# Another Application of Monotone Instrumental Variables to Returns to Schooling  
Author: Thomas Wiemann  
Date: November 3, 2021 

This notebook implements the MTS-MTR upper-bounds of Manski and Pepper (2000) and applies them to bound the returns to schooling using the data considered in Angrist and Krueger (1991).

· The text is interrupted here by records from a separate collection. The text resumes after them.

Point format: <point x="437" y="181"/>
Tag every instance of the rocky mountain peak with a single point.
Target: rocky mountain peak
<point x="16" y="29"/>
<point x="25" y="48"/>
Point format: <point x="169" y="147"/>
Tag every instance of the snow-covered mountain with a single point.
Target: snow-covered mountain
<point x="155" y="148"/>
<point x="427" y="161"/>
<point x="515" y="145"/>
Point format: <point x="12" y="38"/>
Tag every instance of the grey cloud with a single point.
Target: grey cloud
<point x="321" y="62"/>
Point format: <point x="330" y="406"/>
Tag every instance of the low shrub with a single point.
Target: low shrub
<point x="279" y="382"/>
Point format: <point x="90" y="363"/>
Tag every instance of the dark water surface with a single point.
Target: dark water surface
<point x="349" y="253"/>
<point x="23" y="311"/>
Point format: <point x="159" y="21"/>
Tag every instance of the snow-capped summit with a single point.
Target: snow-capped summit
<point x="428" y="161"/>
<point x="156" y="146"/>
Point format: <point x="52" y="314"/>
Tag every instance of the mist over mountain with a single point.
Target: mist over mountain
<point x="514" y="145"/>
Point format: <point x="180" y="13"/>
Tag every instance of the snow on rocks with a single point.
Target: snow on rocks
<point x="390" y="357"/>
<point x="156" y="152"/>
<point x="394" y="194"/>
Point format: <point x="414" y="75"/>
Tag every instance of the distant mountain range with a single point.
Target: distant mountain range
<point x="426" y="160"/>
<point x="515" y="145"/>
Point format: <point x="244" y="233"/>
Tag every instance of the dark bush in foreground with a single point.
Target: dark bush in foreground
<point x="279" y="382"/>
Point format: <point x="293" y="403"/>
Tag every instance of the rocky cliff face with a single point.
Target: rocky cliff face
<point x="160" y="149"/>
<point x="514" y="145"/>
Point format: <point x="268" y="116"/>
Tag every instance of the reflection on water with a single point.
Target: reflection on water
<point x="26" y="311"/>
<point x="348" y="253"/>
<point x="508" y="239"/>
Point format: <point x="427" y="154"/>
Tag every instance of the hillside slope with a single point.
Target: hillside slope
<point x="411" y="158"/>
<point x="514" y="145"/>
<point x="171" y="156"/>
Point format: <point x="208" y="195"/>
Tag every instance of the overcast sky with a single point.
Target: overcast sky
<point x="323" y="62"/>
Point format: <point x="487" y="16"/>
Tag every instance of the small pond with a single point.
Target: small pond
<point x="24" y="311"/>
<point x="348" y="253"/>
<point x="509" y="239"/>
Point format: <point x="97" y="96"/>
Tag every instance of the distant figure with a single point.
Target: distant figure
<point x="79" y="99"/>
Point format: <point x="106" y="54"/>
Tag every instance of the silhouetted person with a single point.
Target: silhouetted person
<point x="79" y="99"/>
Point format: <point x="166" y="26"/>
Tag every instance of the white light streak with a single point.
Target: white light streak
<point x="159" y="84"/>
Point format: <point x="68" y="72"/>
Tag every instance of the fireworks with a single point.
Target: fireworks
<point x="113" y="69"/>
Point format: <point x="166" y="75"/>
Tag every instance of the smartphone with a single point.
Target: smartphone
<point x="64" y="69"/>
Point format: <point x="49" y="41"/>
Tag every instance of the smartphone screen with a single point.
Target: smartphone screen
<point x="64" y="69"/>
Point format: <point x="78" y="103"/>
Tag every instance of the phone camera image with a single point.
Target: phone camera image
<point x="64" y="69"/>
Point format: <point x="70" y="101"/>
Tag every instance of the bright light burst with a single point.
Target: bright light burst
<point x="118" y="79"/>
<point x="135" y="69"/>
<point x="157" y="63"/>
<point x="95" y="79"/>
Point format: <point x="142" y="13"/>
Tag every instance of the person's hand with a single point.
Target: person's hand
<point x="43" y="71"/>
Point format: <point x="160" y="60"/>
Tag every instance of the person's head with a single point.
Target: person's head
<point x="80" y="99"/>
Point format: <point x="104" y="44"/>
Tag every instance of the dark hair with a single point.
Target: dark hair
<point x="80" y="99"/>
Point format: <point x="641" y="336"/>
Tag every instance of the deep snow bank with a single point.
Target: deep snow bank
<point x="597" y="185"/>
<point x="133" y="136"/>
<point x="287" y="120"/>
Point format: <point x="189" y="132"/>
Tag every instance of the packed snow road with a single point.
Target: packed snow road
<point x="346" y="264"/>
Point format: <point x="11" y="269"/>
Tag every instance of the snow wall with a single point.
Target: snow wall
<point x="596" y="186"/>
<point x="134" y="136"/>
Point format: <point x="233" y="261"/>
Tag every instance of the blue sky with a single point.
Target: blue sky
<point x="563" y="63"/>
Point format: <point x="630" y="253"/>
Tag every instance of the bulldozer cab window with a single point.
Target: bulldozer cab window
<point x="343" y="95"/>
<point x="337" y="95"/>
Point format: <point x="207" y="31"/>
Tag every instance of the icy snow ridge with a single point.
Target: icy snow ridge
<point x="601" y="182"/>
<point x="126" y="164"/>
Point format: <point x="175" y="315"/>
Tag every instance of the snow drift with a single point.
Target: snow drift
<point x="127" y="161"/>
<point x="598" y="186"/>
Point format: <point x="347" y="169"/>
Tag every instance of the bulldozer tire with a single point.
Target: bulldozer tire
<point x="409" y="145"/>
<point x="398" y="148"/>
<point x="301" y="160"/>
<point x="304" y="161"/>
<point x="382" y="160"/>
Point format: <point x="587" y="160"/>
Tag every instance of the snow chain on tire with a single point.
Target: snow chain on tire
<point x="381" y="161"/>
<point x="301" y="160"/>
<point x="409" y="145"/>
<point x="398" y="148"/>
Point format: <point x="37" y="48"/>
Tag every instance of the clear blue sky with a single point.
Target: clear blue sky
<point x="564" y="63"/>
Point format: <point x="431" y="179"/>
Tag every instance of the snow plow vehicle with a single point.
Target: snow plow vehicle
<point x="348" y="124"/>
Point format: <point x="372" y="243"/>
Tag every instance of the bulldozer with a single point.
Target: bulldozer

## Section 0: Preliminaries

In [1]:
# Load required packages
using DataFrames, StatFiles
using Statistics

## Section 1: MTS-MTR Bound Implementation

The following implements a custom object of type ``myIVBound``. A corresponding method ``coef`` allows for calculation of the MTS-MTR upper-bound on $E[Y(t) - Y(s)]$.

In [2]:
struct myIVBound
    px # P(X=x) for all x
    Eyx # E[Y|X=x] for all x
    unq_x # An orderd set of the unique values of X

    function myIVBound(y, x)
        # Data parameters
        n = length(y)
        unq_x = sort(unique(x))
        # Calculate the empirical pmf and conditional expectation
        px = zeros(length(unq_x))
        Eyx = zeros(length(unq_x))
        for v in 1:length(unq_x)
            indx = x .== unq_x[v]
            px[v] = sum(indx) / n
            Eyx[v] = mean(y[indx])
        end
        # Return the myIVBound object
        new(px, Eyx, unq_x)
    end #MYIVBOUND
end #MYIVBOUND

In [3]:
function coef(fit::myIVBound, s, t)
    """
    Returns the upper bound of E[Y(t) - Y(s)] under the MTS and MTR assumptions
        of Manski and Pepper (2000).
    """
    # Determine indices above and below t, s
    from_t = fit.unq_x .> t
    until_s = fit.unq_x .< s
    # Calculate the upper-bound of E[Y(t)] and the lower-bound of E[Y(s)]
    Eyx_px = fit.Eyx .* fit.px
    ub = sum(Eyx_px[from_t]) + (fit.Eyx[fit.unq_x .== t] * 
        sum(fit.px[.!from_t]))[1]
    lb = sum(Eyx_px[until_s]) + (fit.Eyx[fit.unq_x .== s] * 
        sum(fit.px[.!until_s]))[1]
    # Subtract and return the upper and lower bounds
    return ub - lb
end

coef (generic function with 1 method)

## Section 2: Data

This section loads the Angrist and Krueger (1991) data. The sample contains American men born between 1930 and 1939. The outcome variable is the log-weekly wage, and the endogeneous variable of interest is the years of completed schooling.

In [4]:
# Import dataset as dataframe
df = load("NEW7080.dta") |> DataFrame;

In [5]:
# Select sample and variables of interest
indx = @. (df[:, 27] >= 30) & (df[:, 27] <= 39)
df = df[indx, :]
educ = df[:, 4]
lwklywge = df[:, 9];

# Section 3: Estimation and Results

This section constructs upper-bounds on $E[Y(t) - Y(t-4)]$ for $t \in \{4, 8, 12, 16, 20\}$ to bound the returns to different school stages in the US education system (from elementary school to post-grad degrees).

In [6]:
# Calculate the empirical pmf and conditional expectation
fit = myIVBound(lwklywge, educ);

In [7]:
# Calculate the bounds for each considered pair (t, s)
bounds = zeros(5, 3)
for j in (4, 8, 12, 16, 20)
    bounds[Int(j/4), 1] = j - 4 # s
    bounds[Int(j/4), 2] = j # t
    bounds[Int(j/4), 3] = coef(fit, j - 4, j) # upper-bound
end

The third column below gives the upper-bounds for each considered pair $t$ (second column) and $s$ (first column).

In [8]:
bounds

5×3 Matrix{Float64}:
  0.0   4.0  0.878966
  4.0   8.0  0.646593
  8.0  12.0  0.394537
 12.0  16.0  0.448109
 16.0  20.0  0.414501

The results imply that the average returns to an additional year of, for example, college are bounded above by 0.112.

In [9]:
bounds[:, 3] ./ 4

5-element Vector{Float64}:
 0.21974160221586803
 0.16164813331066452
 0.09863423959990292
 0.11202714900306754
 0.10362536060294159

Manski and Pepper (2000) report an upper-bound per year of college of 0.099 (using different data, of course).